1. Chinese debt has grown
Levels of Chinese debt increased by 575% in the 10 years between 2006 and 2016.
Source: Bank for International Settlements (BIS)
2. The ratio of debt to GDP is about the same in the US and China
Chinese debt is just over two and a half times its national gross domestic product (GDP) – slightly lower than the average for all advanced economies. But China’s higher GDP growth means that this multiple could diminish fast.
3. Chinese debt is low. And different
Debt in China is US$20,000 per capita compared with US$145,300 in the US and US$134,000 in Japan. Although most Chinese debt is corporate, most is also state-owned, so bad debts can be dealt with differently. Typically, loans are rescheduled, debt securitised, and ‘zombie’ companies merged with solvent ones.
Source: BIS
4. A debt problem in China is unlikely to be contagious
Most Chinese debt (95%) is domestic, not external. So, not many overseas creditors are at risk and any problems are much less likely to result in a global financial crisis. China’s official reserve assets of US$3.2 trillion more than cover all external debt.
Source: World Bank
5. China’s household debt is in line with emerging economies
Outstanding credit to Chinese households stands at 44% of GDP, compared with 80% in the US and 74% in all advanced economies.
Source: BIS
6. Savings ratios may be more important for real estate
China’s high savings ratio (36% of disposable income) could be more significant than debt in house price inflation. Few domestic savings and investment vehicles, coupled with a desire to retain and store household wealth, results in a large amount of capital being directed into housing.

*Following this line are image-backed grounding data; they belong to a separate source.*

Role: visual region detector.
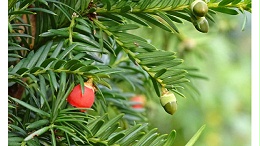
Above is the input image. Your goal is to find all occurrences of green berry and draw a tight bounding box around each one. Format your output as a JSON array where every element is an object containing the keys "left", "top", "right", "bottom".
[
  {"left": 160, "top": 91, "right": 177, "bottom": 115},
  {"left": 195, "top": 17, "right": 209, "bottom": 33},
  {"left": 191, "top": 0, "right": 208, "bottom": 17}
]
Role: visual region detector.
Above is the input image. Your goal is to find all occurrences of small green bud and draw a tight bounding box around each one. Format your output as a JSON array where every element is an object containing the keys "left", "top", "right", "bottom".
[
  {"left": 195, "top": 17, "right": 209, "bottom": 33},
  {"left": 163, "top": 102, "right": 177, "bottom": 115},
  {"left": 160, "top": 91, "right": 177, "bottom": 115},
  {"left": 190, "top": 0, "right": 208, "bottom": 17}
]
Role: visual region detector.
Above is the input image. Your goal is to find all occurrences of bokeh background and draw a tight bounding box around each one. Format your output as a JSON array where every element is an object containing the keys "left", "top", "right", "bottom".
[{"left": 133, "top": 11, "right": 251, "bottom": 146}]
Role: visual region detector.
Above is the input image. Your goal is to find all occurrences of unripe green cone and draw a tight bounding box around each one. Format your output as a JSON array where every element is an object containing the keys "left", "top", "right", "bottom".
[
  {"left": 160, "top": 92, "right": 177, "bottom": 115},
  {"left": 195, "top": 17, "right": 209, "bottom": 33},
  {"left": 191, "top": 0, "right": 208, "bottom": 17},
  {"left": 163, "top": 102, "right": 177, "bottom": 115}
]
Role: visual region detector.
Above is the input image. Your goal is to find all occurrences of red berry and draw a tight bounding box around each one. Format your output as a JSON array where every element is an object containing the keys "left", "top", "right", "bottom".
[
  {"left": 67, "top": 81, "right": 95, "bottom": 112},
  {"left": 130, "top": 95, "right": 146, "bottom": 109}
]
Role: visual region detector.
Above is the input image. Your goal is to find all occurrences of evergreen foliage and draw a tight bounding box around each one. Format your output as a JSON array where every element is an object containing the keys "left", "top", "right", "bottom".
[{"left": 8, "top": 0, "right": 251, "bottom": 145}]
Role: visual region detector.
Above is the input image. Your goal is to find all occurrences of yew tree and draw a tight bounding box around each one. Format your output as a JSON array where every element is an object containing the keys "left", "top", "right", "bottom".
[{"left": 8, "top": 0, "right": 251, "bottom": 145}]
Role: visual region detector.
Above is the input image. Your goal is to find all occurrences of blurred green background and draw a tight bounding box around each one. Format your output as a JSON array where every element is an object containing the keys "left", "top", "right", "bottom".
[{"left": 132, "top": 12, "right": 251, "bottom": 146}]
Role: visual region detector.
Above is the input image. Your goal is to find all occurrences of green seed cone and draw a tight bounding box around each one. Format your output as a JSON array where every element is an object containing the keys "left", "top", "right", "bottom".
[
  {"left": 195, "top": 17, "right": 209, "bottom": 33},
  {"left": 163, "top": 102, "right": 177, "bottom": 115},
  {"left": 160, "top": 91, "right": 177, "bottom": 115},
  {"left": 191, "top": 1, "right": 208, "bottom": 17}
]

7. Not all debt is associated with real-estate bubbles and economic crises
Japan has had high overall debt levels but slow deflation in property prices since the early 1990s. The US has high and growing levels of government debt-to-GDP ratios – but stricter regulation of mortgage lending through international banking regulations, such as Basel IV, has curbed household debt.

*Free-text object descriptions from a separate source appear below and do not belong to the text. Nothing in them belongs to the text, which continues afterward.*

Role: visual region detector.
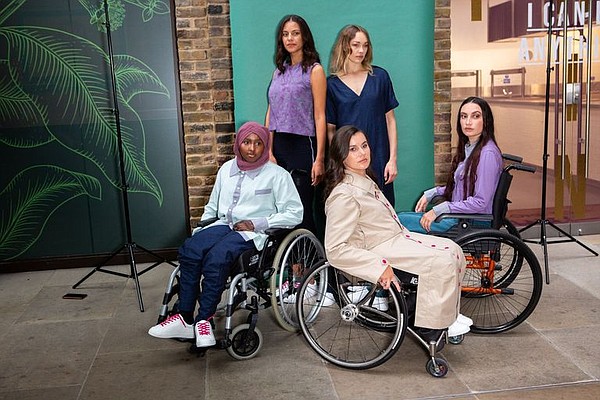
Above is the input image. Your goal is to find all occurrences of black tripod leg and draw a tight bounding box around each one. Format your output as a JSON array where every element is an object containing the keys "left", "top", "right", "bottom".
[
  {"left": 127, "top": 243, "right": 145, "bottom": 312},
  {"left": 72, "top": 245, "right": 128, "bottom": 289},
  {"left": 548, "top": 221, "right": 599, "bottom": 256},
  {"left": 135, "top": 243, "right": 178, "bottom": 275},
  {"left": 540, "top": 220, "right": 550, "bottom": 284}
]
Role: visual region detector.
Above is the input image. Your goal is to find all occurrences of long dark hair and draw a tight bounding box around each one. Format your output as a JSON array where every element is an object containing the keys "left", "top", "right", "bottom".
[
  {"left": 275, "top": 15, "right": 320, "bottom": 74},
  {"left": 442, "top": 96, "right": 499, "bottom": 201},
  {"left": 323, "top": 125, "right": 376, "bottom": 200}
]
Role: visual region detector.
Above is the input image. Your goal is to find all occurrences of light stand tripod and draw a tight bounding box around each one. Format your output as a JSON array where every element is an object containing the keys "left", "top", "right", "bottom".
[
  {"left": 519, "top": 0, "right": 598, "bottom": 284},
  {"left": 73, "top": 0, "right": 177, "bottom": 311}
]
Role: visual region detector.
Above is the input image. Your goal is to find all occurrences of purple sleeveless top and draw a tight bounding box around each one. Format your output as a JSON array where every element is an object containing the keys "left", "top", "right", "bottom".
[{"left": 268, "top": 62, "right": 317, "bottom": 137}]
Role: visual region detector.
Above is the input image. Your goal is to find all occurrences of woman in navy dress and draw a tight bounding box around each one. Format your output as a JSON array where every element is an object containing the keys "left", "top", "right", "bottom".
[{"left": 326, "top": 24, "right": 399, "bottom": 206}]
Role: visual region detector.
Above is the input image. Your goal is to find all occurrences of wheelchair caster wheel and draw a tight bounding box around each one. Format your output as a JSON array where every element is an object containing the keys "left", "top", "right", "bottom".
[
  {"left": 426, "top": 357, "right": 449, "bottom": 378},
  {"left": 226, "top": 324, "right": 263, "bottom": 360},
  {"left": 448, "top": 334, "right": 464, "bottom": 345}
]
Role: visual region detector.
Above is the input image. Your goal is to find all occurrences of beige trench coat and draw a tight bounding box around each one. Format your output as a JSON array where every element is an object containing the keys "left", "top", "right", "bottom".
[{"left": 324, "top": 171, "right": 466, "bottom": 329}]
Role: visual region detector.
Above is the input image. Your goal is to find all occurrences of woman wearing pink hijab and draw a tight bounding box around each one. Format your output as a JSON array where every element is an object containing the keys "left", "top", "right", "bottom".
[{"left": 148, "top": 121, "right": 303, "bottom": 348}]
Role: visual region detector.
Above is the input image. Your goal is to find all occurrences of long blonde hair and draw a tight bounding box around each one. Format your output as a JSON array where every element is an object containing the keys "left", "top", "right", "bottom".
[{"left": 329, "top": 25, "right": 373, "bottom": 76}]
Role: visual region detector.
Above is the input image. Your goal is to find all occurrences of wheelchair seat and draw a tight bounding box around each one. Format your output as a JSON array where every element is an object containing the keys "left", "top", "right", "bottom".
[{"left": 229, "top": 227, "right": 294, "bottom": 277}]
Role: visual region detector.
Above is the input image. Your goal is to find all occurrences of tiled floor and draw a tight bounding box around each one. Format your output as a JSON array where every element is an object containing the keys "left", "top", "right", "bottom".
[{"left": 0, "top": 235, "right": 599, "bottom": 400}]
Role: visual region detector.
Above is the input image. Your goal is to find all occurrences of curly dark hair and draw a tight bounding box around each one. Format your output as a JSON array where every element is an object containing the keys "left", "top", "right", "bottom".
[
  {"left": 442, "top": 96, "right": 499, "bottom": 201},
  {"left": 274, "top": 15, "right": 320, "bottom": 74},
  {"left": 323, "top": 125, "right": 377, "bottom": 200}
]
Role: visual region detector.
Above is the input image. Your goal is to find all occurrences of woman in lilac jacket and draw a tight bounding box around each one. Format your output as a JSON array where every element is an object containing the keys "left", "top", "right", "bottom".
[{"left": 398, "top": 97, "right": 502, "bottom": 233}]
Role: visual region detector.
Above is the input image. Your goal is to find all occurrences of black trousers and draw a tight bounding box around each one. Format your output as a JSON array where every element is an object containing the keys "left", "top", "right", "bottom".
[{"left": 273, "top": 131, "right": 316, "bottom": 233}]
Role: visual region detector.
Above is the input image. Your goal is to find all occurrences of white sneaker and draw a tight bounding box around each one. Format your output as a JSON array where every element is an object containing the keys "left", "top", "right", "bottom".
[
  {"left": 347, "top": 286, "right": 369, "bottom": 302},
  {"left": 319, "top": 292, "right": 336, "bottom": 306},
  {"left": 148, "top": 314, "right": 194, "bottom": 339},
  {"left": 373, "top": 296, "right": 389, "bottom": 312},
  {"left": 275, "top": 280, "right": 290, "bottom": 299},
  {"left": 283, "top": 282, "right": 316, "bottom": 304},
  {"left": 195, "top": 320, "right": 216, "bottom": 347},
  {"left": 347, "top": 285, "right": 371, "bottom": 292},
  {"left": 457, "top": 313, "right": 473, "bottom": 326},
  {"left": 348, "top": 287, "right": 388, "bottom": 311},
  {"left": 448, "top": 320, "right": 470, "bottom": 337}
]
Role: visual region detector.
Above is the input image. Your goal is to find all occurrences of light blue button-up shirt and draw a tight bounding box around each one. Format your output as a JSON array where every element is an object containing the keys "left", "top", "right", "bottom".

8. Lending regulation has had a substantial impact on real estate
Regulation means less cash flowing into new projects, development and investment compared with the recovery stage of other cycles. Global transaction volumes have been lower than they might otherwise be.
While this means less danger of real-estate oversupply, capital is tied up in assets and is not being used to drive new development. So, real-estate rents may hit ceilings based on economic growth and productivity but have little scope to adjust downwards while supply is constrained.
9. Is Basel IV shutting the stable door after the horse has bolted?
Secured lending remains low in many developed economies and asset values more than cover it. Only in the US is the value of residential real estate less than three times the level of outstanding household debt. China’s residential market has a theoretical asset cover of more than eight times as much.
Source: BIS, Savills World Research
10. The future for lending and real estate may be different to the past
The lending and owning environment has polarised. Older generations in advanced economies have large amounts of equity tied up in real estate. Younger generations in the same countries as well as people in emerging economies have not accumulated real-estate capital, and unsecured debt levels have risen. This global phenomenon may have more far-reaching consequences than the conventional banking debt and real-estate cycles of the past.
A credit squeeze in the unsecured sector could be just as drastic as a classic banking crisis, especially if it results in low consumer confidence and moribund consumer spending. There may be few mortgage repossessions and forced sales driving prices down in these circumstances. But, on the other hand, there is little investment activity or rental growth to drive prices up. Real-estate markets do not crash in these circumstances, they stagnate.